El alcalde Murray (demócrata) es tan neutral como Trump (republicano). El jueves llamaba a eliminar todos los símbolos de racismo y de odio (la palabra mágica del momento), “cualquiera que sea su filiación política”. Como ven, es esa neutralidad entre unos y otros (extremos) lo que les sitúa a ellos justo en el centro, que es donde les gusta creerse.

El discurso se lo habían escrito porque un alcalde no es capaz de hablar como habló Murray, con un verbo tan solemne como ridículo: “No deberíamos idolatrar a los personajes que han cometido atrocidades violentas y quieren dividirnos en función de lo que somos o de dónde venimos”.

Murray es centrista, pero ¿dónde está el centro de Seattle? En algún punto intermedio entre Lenin y Lee. Si se mete en el mismo saco al bolchevique ruso con el general virginiano, hay que buscar el punto de equidistancia en el plano, y se acaba encontrando un memorial confederado en el cementerio del lago.

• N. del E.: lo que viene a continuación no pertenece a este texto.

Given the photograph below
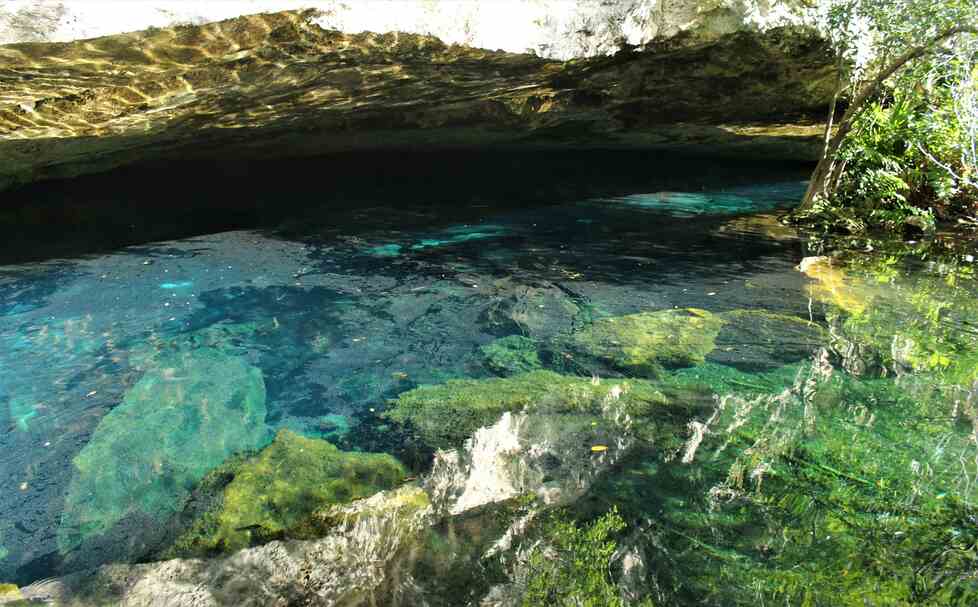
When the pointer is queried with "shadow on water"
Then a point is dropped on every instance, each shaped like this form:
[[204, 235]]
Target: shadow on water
[[175, 200]]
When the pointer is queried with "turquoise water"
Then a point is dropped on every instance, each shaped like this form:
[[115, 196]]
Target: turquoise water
[[127, 376]]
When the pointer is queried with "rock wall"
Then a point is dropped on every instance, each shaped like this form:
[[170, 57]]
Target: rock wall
[[281, 85], [558, 29]]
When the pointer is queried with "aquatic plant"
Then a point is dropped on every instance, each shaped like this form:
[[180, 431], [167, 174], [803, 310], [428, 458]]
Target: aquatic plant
[[510, 355], [839, 491], [645, 343], [446, 414], [570, 567], [273, 494], [180, 420]]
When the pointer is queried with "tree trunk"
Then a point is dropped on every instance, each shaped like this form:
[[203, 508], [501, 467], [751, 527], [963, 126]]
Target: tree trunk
[[822, 182]]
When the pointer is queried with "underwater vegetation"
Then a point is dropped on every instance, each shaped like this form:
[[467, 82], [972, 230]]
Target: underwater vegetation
[[645, 343], [511, 355], [839, 492], [274, 493], [447, 237], [180, 420], [571, 567], [759, 340]]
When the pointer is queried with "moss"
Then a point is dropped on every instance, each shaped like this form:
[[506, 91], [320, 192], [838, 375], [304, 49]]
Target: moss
[[274, 493], [448, 413], [510, 355], [178, 422], [645, 343]]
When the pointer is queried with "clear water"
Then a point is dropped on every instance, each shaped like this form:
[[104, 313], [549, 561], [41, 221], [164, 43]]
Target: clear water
[[340, 310]]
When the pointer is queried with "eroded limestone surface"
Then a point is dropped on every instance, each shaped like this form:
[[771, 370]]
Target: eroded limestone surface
[[279, 84]]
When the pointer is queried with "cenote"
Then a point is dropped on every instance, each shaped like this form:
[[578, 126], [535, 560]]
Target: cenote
[[479, 378]]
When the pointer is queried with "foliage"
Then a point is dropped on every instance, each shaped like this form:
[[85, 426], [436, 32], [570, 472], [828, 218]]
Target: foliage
[[895, 158], [274, 493], [906, 143]]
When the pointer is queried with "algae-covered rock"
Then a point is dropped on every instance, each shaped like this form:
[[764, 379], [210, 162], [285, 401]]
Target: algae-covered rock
[[180, 420], [274, 493], [758, 340], [645, 343], [446, 414], [9, 593], [510, 355]]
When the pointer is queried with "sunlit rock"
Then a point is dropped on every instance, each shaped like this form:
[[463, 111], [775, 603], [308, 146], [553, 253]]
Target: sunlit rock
[[283, 84], [833, 286], [446, 414], [361, 561], [545, 454], [274, 493], [183, 418], [647, 342]]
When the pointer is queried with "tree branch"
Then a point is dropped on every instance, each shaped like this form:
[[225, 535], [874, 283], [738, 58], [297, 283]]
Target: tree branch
[[870, 89]]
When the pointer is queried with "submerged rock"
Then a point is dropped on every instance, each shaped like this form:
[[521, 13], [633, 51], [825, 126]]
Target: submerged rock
[[645, 343], [180, 420], [446, 414], [274, 493], [362, 561], [758, 340], [511, 355], [548, 455]]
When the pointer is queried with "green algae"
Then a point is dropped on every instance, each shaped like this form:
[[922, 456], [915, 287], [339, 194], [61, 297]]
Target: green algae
[[839, 491], [274, 493], [573, 568], [759, 340], [723, 379], [645, 343], [511, 355], [176, 423], [921, 319], [446, 414]]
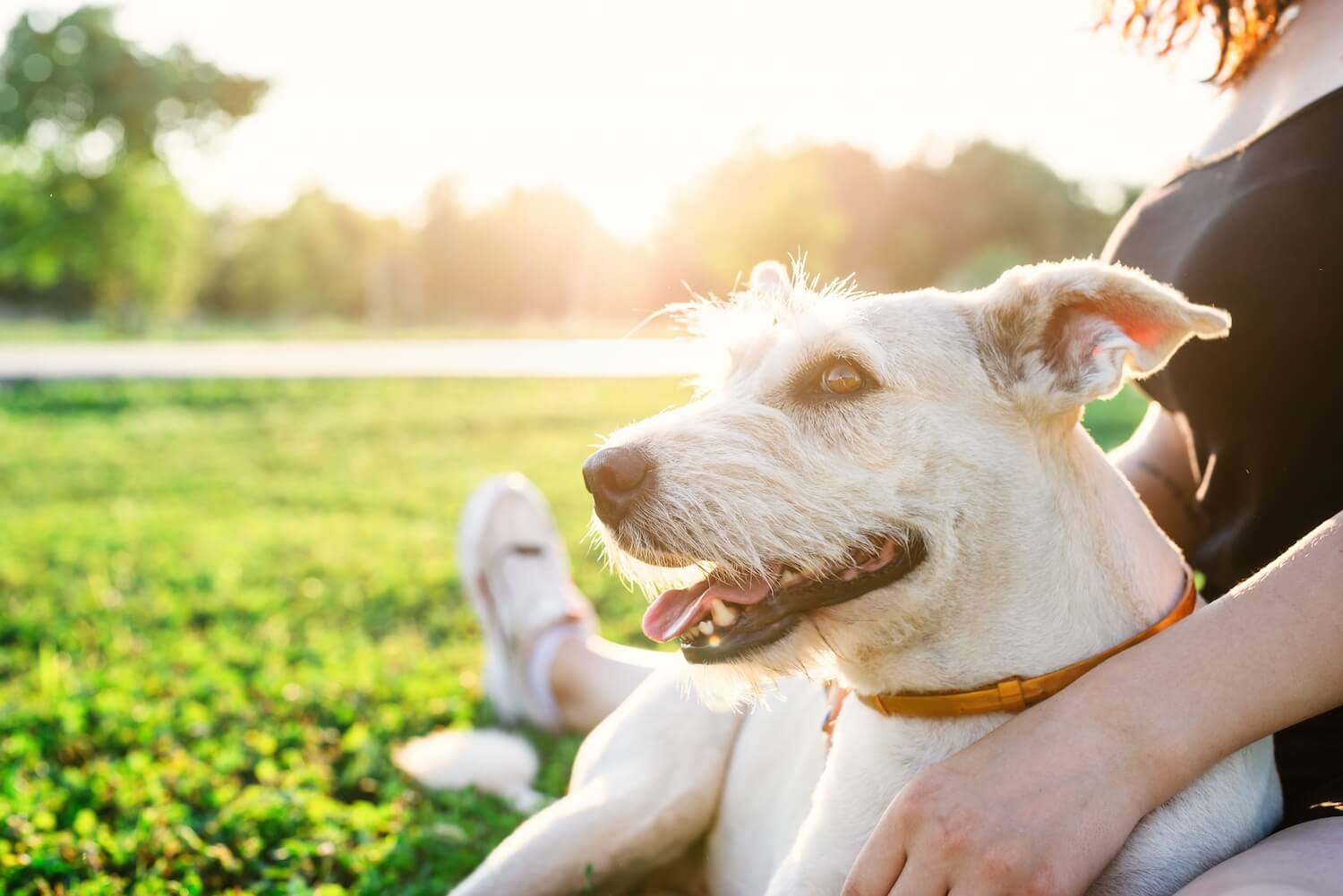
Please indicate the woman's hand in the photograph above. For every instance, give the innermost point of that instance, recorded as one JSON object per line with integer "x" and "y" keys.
{"x": 1037, "y": 806}
{"x": 1045, "y": 801}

Pero a nosotros aquí nos interesa más el arte que la política, por lo que nos sentimos en la obligación de contar la historia de una escultura tan munumental. Resulta que fue esculpida entre 1978 y 1988 en Eslovaquia por Emil Venkov y llevada a la ciudad de Propad, en la frontera de Checoslovaquia con Polonia en un momento muy malo: justo cuando el Telón de Acero estaba a punto de desplomarse.

Con el Telón cayó también la estatua, hasta que fue redescubierta por Lewis Carpenter, un estadounidense que, como nosotros, es tan aficionado al arte que contrató un préstamo hipotecario para comprarla y llevarla hasta Issaquah, un pueblo a 35 kilómetros de Seattle, hasta que al morir Carpenter en 1994 la trasladaron de nuevo a su ubicación actual.

La estatua es, pues, propiedad privada de los herederos de Carpenter, lo mismo que el memorial sudista del cementerio. La diferencia entre ambos es que los herederos de Carpenter han puesto a la venta la estatua de Lenin. El precio es de 25.000 dólares. Por lo tanto, si alguien quiere quitarla de la calle, no tiene más que comprarla y llevársela a su casa porque vivimos en un mundo de libre mercado.